# How To Improve: An Analysis of Restaurant Orders With The Aim of Improving Customer Experience and Company Performance

The following is an analysis of the order history of two restaurants, with the aim of improving their service level and financial performance. To this end, the following themes will be explored:

- Demand Seasonality
- Product Mix

Following this recommendations will be made based on the observations.

## Data Import

In [0]:
# Creating an object used to load the data
sqlContext

Out[151]: <pyspark.sql.context.SQLContext at 0x7fb87c0d6610>

In [0]:
# Loading order data from both restaurants and assigning it to variables
res_one_orders = sqlContext.read.load('/FileStore/tables/restaurant_1_orders.csv', format='csv', header= True)
res_two_orders = sqlContext.read.load('/FileStore/tables/restaurant_2_orders.csv', format='csv', header= True)


## Data Cleaning

In [0]:
res_one_orders.printSchema()
res_two_orders.printSchema()

root
 |-- Order Number: string (nullable = true)
 |-- Order Date: string (nullable = true)
 |-- Item Name: string (nullable = true)
 |-- Quantity: string (nullable = true)
 |-- Product Price: string (nullable = true)
 |-- Total products: string (nullable = true)

root
 |-- Order ID: string (nullable = true)
 |-- Order Date: string (nullable = true)
 |-- Item Name: string (nullable = true)
 |-- Quantity: string (nullable = true)
 |-- Product Price: string (nullable = true)
 |-- Total products: string (nullable = true)

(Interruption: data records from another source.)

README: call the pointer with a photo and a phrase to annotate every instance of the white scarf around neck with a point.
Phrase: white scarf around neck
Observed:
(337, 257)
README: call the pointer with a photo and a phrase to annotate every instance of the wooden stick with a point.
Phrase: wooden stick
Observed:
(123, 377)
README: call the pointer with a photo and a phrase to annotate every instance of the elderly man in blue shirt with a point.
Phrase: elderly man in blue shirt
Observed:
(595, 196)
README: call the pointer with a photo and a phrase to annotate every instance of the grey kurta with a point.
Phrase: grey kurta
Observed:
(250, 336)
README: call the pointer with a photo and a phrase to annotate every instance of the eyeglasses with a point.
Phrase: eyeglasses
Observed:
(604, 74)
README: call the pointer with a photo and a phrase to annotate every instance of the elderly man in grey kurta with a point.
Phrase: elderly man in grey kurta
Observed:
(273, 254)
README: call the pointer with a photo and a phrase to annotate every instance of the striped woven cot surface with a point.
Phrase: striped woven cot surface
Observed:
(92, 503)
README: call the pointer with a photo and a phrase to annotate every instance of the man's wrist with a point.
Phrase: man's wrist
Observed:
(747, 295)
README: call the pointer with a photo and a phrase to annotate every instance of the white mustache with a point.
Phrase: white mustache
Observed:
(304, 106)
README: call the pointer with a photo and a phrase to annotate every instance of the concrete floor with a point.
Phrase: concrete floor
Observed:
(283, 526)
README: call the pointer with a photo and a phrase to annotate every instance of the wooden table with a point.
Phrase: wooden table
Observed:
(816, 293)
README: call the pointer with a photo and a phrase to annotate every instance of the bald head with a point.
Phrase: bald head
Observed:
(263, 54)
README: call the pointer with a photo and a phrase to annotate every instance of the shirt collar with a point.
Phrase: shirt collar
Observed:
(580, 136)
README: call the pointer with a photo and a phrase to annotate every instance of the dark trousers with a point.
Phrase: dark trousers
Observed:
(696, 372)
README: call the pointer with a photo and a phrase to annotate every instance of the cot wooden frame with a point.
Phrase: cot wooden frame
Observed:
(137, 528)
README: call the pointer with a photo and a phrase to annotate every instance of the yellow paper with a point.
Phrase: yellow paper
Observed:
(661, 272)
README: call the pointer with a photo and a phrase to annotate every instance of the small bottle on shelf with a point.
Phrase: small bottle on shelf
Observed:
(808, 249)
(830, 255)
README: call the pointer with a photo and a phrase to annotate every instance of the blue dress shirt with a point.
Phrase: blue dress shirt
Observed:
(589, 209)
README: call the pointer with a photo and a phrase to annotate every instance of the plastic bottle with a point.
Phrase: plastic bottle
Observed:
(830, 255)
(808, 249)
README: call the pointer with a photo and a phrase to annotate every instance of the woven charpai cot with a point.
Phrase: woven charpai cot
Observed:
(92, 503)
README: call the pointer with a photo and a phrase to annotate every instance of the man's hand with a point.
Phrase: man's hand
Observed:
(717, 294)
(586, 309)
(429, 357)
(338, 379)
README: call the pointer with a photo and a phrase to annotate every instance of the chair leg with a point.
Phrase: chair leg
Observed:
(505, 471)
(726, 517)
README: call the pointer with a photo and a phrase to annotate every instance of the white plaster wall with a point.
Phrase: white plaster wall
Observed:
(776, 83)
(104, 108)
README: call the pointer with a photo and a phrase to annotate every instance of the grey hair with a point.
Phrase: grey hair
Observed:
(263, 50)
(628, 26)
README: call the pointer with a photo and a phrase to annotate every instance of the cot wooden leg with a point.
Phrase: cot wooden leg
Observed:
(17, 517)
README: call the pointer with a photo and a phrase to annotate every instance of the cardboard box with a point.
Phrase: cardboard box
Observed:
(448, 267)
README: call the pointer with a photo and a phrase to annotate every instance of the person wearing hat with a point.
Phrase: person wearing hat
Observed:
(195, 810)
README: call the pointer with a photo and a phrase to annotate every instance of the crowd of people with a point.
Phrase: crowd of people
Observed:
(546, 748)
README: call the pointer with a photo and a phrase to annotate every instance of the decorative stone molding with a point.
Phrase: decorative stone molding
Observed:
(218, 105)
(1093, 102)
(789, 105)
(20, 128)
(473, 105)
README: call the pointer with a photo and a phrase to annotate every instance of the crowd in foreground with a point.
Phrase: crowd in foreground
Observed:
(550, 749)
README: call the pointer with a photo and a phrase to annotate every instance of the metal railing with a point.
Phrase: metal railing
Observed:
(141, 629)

From the above we see that the two tables contain similar headers.

In [0]:
# Changed res_one_orders header to make them the same
res_one_orders = res_one_orders.withColumnRenamed("Order Number", "Order ID")
# Updating a header to ensure consistency
res_one_orders = res_one_orders.withColumnRenamed("Total products", "Total Products")
res_two_orders = res_two_orders.withColumnRenamed("Total products", "Total Products")

From the above we also see that the two tables contain data in the same formats. However, the data type of every column in both tables is the string data type. We will therefore cast the values of the tables to their appropriate data types.

In [0]:
# Importing functions to be used in upating datatypes
from pyspark.sql.functions import col, rtrim, ltrim

# Trimming white space from the 'Order ID' columns
res_one_orders = res_one_orders.withColumn("Order ID", rtrim(ltrim(col("Order ID"))))
res_two_orders = res_two_orders.withColumn("Order ID", rtrim(ltrim(col("Order ID"))))

# Trimming white space from the 'Item Name' columns
res_one_orders = res_one_orders.withColumn("Item Name", rtrim(ltrim(col("Item Name"))))
res_two_orders = res_two_orders.withColumn("Item Name", rtrim(ltrim(col("Item Name"))))

In [0]:
# Importing function used to convert the data type of the date from string to timestamp
from pyspark.sql.functions import to_timestamp

# Making a column with the date as a timestamp
res_one_orders = res_one_orders.withColumn("Date", to_timestamp(res_one_orders["Order Date"], "dd/MM/yyyy HH:mm"))
res_two_orders = res_two_orders.withColumn("Date", to_timestamp(res_two_orders["Order Date"], "dd/MM/yyyy HH:mm"))

# Replacing the 'Order Date' with the timestamp column named 'Date'
res_one_orders = res_one_orders.withColumn("Order Date", res_one_orders["Date"])
res_one_orders = res_one_orders.drop("Date")
res_two_orders = res_two_orders.withColumn("Order Date", res_two_orders["Date"])
res_two_orders = res_two_orders.drop("Date")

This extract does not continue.